Kubernetes HPA Auto Scaling Velocity Kubernetes HPA Auto Scaling Velocity kubernetes kubernetes

Kubernetes HPA Auto Scaling Velocity


First of all, the 80% CPU utilisation is not a threshold but a target value.

The HPA algorithm for calculating the desired number of replicas is based on the following formula:

X = N * (C/T)

Where:

  • X: desired number of replicas
  • N: current number of replicas
  • C: current value of the metric
  • T: target value for the metric

In other words, the algorithm aims at calculating a replica count that keeps the observed metric value as close as possible to the target value.

In your case, this means if the average CPU utilisation across the pods of your app is below 80%, the HPA tends to decrease the number of replicas (to make the CPU utilisation of the remaining pods go up). On the other hand, if the average CPU utilisation across the pods is above 80%, the HPA tends to increase the number of replicas, so that the CPU utilisation of the individual pods decreases.

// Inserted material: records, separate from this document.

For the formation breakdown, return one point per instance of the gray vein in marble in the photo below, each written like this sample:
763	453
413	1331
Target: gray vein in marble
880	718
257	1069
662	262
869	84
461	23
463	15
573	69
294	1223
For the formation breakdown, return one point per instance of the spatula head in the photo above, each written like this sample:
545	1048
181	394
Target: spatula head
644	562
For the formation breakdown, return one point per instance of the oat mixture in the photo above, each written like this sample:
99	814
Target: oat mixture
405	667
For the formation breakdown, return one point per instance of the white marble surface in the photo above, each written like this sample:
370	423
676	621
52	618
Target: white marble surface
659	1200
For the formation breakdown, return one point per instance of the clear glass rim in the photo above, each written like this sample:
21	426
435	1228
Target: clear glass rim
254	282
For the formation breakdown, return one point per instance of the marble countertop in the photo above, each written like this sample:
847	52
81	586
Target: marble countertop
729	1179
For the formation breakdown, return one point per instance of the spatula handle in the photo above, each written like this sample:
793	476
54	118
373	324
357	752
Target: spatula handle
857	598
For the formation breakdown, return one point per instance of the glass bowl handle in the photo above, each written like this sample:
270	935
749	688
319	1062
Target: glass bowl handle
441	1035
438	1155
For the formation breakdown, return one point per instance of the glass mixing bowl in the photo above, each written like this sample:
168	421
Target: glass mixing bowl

The number of replicas that are added or removed in a single step depends on how far apart the current metric value is from the target value and on the current number of replicas. This decision is internal to the HPA algorithm and you can't directly influence it. The only contract that the HPA has with its users is to keep the metric value as close as possible to the target value.

If you need a very specific autoscaling behaviour, you can write a custom controller (or operator) to autoscale your application instead of using the HPA.


This - https://kubernetes.io/docs/tasks/run-application/horizontal-pod-autoscale/#algorithm-details - expains the algorithm HPA uses, including the formula to calculate the number of "desired replicas".

If I recall, there were some (positive) changes to the HPA algo with v1.12.


HPA has total control on scale up as of today. You can only fine tune scale down operation with the following parameter.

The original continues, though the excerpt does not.